Both diagnostic ultrasound (US) and magnetic resonance imaging (MRI) accuracy can be improved by using contrast enhancement. For US gas-filled microbubbles (MBs) or silica nanoparticles (SiNPs), and for MRI superparamagnetic or paramagnetic agents, contribute to this. However, interactions of MBs with the vascular wall and cells are not fully known for all contrast media.

METHODS

We studied the interactions between three types of non-targeted air-filled MBs with a polyvinyl-alcohol shell and murine macrophages or endothelial cells.

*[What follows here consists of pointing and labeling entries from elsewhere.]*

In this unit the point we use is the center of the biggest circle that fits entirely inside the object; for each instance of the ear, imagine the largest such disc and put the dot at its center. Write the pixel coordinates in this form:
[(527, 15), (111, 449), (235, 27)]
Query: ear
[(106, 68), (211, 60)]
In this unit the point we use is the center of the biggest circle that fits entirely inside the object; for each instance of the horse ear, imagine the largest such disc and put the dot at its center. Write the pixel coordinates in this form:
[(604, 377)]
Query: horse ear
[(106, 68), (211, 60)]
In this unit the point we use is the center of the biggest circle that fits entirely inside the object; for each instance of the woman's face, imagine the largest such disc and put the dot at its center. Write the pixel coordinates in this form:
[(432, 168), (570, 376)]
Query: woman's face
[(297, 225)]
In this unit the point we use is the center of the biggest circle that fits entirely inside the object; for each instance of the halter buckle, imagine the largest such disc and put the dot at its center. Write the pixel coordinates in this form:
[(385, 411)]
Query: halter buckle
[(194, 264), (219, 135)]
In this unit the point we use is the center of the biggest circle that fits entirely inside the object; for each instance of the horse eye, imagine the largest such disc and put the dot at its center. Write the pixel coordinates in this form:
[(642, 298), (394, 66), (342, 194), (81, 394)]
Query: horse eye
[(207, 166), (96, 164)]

The three MB types were plain MBs and two types that were labelled (internally and externally) with superparamagnetic iron oxide nanoparticles (SPIONs) for US/MRI bimodality. Cells were incubated with MBs and imaged by microscopy to evaluate uptake and adhesion. Interactions were quantified and the MB internalization was confirmed by fluorescence quenching of non-internalized MBs.

RESULTS

Macrophages internalized each MB type within different time frames: plain MBs 6 h, externally labelled MBs 25 min and internally labelled MBs 2 h. An average of 0.14 externally labelled MBs per cell were internalized after 30 min and 1.34 after 2 h; which was 113% more MBs than the number of internalized internally labelled MBs. The macrophages engulfed these three differently modified new MBs at various rate, whereas endothelial cells did not engulf MBs.

CONCLUSIONS

Polyvinyl-alcohol MBs are not taken up by endothelial cells. The MB uptake by macrophages is promoted by SPION labelling, in particular external such, which may be important for macrophage targeting.